En su cuento “El ratón alemán”, María Inés Krimer describe la escena de esta manera: “Además de los corpiños, las medias sobre las sillas y el retrato de Perón en la pared, ahora la menor había conseguido un novio que tocaba el clarinete en La Armonía”.
Y es que desde el principio el peronismo fue una lucha. Una voz que se transformó en voces. “Perón, Perón”, y en la voz de Hugo del Carril. Una voz que atravesó el Riachuelo, cuando cruzar el puente y el Riachuelo era una de las manifestaciones de un pueblo sublevado.
La Marcha Peronista, un cántico de barricada y de conquista y sublevación, y por otro lado un coro extraño que se puede convertir en amenaza, como en el cuento de Ana Arzoumanian. Esa marcha contada con una dureza crudamente bella, en una fábrica donde despiden a un obrero, y conviven un padre antiperonista y su hija.
La Marcha y la marcha en la cabeza del “cabecita negra”, y el fragmento “descamisado”, titulado “El cabecita negra”, de Luis Tedesco, en que la expresión en diminutivo hace del color una forma de la segregación.
Los cuadros, las pintadas y los afiches se multiplican y es de rigor pasar a un plural. En el relato de Gustavo Abrevaya, “Nosotros Los monos”, el hogar se extiende y el espacio peronista se transforma en club: “El club se llamaba ‘Unidos o dominados’ y tenía un cuadro de Evita Montonera, pero alguien había pintado encima de la puerta ‘Nosotros Los monos’”. El motivo se vuelve una zoología selvática de gorilas que combaten con monos. El cuento de Abrevaya habla de esas pintadas que poco a poco invadían la ciudad hasta transformarla en una pintada peronista. Algo parecido ocurre con el relato de Miguel Gaya, pero esta vez lo que invade la ciudad es el fantasma de un viejo camión que ha servido de altavoz del peronismo en todas sus etapas y que vuelve, siempre vuelve, porque jamás se fue. Fantasmas que replican en la narración de Dámaso Martínez. O en la búsqueda de Mario Goloboff entre escombros patrios manchados de lirismo. O en el contrapunto perfecto enhebrado por Marcelo Luján, donde después de la pelea del Mono Gatica con Ike Williams, y de su derrota en el primer round, una noche de Reyes –el 5 de enero de 1951– en el Madison Square Garden, se convertiría en una noche nefasta, ya que Perón, que estaba en la habitación contigua escuchando la pelea, debía comunicarle a su mujer el último parte médico que, evidentemente, no era bueno.

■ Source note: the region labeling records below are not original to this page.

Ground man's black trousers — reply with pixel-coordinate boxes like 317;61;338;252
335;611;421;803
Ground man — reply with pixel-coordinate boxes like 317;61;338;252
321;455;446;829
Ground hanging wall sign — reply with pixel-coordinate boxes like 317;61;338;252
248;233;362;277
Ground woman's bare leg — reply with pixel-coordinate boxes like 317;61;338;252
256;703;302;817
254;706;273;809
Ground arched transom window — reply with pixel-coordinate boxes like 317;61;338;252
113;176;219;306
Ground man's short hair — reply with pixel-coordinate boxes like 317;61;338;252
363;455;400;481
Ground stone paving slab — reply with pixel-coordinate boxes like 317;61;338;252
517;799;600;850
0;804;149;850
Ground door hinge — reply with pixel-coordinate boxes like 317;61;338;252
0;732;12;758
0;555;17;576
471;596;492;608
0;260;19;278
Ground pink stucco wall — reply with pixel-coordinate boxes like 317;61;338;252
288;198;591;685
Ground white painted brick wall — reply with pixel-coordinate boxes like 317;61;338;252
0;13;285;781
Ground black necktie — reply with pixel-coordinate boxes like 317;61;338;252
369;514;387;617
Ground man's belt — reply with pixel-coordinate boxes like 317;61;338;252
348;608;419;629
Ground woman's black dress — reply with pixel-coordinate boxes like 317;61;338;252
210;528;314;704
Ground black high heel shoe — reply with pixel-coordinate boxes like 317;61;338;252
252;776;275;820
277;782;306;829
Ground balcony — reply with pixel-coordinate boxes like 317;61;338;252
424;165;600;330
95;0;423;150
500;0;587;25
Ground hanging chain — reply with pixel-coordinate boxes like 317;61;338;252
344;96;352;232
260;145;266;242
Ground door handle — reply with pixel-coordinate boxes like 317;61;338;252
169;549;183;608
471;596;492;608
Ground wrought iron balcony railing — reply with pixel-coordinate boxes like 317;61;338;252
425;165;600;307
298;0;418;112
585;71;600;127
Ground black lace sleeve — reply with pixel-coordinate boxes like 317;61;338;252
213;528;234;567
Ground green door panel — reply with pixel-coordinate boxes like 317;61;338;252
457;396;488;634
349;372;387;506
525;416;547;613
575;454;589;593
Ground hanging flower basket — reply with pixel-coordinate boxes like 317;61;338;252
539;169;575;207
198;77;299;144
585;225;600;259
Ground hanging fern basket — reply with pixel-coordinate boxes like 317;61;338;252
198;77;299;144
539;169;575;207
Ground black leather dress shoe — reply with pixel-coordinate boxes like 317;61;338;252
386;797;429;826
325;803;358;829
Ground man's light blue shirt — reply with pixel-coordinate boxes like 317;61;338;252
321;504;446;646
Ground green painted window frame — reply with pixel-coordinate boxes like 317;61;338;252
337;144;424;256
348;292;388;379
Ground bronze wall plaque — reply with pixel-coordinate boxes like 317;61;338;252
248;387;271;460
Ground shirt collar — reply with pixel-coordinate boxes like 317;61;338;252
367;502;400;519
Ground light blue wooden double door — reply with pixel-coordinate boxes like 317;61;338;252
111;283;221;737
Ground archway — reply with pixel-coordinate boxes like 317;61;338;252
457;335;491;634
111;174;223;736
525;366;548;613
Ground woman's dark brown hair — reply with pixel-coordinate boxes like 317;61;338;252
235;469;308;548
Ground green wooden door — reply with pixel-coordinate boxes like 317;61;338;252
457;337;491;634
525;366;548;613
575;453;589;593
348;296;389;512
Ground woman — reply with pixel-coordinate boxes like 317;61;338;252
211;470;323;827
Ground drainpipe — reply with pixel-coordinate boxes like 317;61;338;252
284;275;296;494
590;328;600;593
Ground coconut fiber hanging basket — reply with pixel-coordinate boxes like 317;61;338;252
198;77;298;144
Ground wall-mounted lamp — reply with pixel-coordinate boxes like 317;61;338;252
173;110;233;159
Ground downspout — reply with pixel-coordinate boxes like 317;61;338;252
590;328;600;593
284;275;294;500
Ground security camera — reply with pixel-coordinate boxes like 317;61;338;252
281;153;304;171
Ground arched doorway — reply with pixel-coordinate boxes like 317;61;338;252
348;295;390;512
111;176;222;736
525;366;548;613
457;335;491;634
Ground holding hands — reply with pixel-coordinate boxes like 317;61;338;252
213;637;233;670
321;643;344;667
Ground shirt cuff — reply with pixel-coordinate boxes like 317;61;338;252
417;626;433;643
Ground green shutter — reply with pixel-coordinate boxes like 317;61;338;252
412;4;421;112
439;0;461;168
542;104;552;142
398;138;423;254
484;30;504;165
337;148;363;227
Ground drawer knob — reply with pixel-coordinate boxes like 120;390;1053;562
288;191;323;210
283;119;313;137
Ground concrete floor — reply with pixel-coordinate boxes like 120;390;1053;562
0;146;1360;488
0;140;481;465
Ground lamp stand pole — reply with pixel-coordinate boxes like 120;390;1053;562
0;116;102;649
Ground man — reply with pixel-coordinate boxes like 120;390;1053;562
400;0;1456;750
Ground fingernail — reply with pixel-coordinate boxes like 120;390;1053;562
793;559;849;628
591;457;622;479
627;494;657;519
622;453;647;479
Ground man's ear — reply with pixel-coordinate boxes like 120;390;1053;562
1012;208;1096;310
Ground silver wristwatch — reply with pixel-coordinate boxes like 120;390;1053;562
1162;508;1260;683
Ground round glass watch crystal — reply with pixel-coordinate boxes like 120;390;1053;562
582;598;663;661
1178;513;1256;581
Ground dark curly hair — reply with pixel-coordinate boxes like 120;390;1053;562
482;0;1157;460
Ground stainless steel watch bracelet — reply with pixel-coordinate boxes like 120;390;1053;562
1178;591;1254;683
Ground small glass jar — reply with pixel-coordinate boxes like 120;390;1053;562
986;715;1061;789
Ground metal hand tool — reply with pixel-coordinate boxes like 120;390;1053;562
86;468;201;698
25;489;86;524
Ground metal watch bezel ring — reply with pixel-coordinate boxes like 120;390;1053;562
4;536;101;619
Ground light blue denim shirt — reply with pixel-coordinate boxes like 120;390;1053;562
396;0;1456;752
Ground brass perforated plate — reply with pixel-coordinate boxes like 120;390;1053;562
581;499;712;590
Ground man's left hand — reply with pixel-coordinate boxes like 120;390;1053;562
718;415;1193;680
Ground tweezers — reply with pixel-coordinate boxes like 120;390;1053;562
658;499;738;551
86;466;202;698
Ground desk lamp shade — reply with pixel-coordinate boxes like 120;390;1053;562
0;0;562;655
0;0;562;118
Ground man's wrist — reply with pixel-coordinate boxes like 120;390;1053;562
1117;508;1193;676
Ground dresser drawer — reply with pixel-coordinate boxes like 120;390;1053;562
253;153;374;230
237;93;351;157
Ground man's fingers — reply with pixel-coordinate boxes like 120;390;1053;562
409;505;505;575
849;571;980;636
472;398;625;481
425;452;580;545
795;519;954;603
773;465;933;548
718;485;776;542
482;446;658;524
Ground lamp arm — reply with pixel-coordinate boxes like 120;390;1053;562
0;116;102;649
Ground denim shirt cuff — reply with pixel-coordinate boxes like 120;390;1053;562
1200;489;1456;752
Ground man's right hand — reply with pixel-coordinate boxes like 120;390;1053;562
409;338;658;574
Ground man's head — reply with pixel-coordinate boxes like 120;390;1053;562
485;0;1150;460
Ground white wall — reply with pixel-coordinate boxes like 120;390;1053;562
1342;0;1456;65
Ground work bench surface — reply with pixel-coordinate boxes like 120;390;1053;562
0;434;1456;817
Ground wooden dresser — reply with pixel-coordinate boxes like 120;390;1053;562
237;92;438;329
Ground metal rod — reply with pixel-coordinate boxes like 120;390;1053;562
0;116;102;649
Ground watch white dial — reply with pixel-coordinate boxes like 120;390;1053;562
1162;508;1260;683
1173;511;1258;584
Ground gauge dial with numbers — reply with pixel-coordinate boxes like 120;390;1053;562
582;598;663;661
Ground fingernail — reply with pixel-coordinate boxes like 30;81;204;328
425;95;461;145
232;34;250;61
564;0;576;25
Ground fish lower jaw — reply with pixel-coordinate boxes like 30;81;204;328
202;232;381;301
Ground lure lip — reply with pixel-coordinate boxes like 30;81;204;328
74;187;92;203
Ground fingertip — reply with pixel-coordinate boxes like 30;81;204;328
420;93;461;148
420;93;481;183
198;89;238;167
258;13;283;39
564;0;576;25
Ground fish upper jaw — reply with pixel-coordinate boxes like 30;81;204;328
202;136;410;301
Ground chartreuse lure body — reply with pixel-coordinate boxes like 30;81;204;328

“El peronismo en la nuca” como bien lo dicen las postales de Miguel Rep, va y viene. El peronismo en la nuca y en grafitis es un peronismo en movimiento.
Todavía falta su frase final, como él mismo lo decía: “Estoy descarnado”. Si tomamos una frase del cuento “Las manos”, de Claudia K. Cornejo, “El cuerpo embalsamado de Perón no opuso resistencia”, es posible que el General estuviera en lo cierto.
Pero no solo la muerte de Evita sino la del General, el viejo, el conductor, Perón a secas, el héroe de las mil caras, según el poema de Sasturain parodiando el poema de Borges El general Quiroga va en coche al muere.
El espiritismo es una voz. Es lo que capta el cuento de Alejandro Tarruella: “¡Compañeros! Llamó el General en persona, le escuché la voz y era él”. El peronismo comienza siendo la voz del General.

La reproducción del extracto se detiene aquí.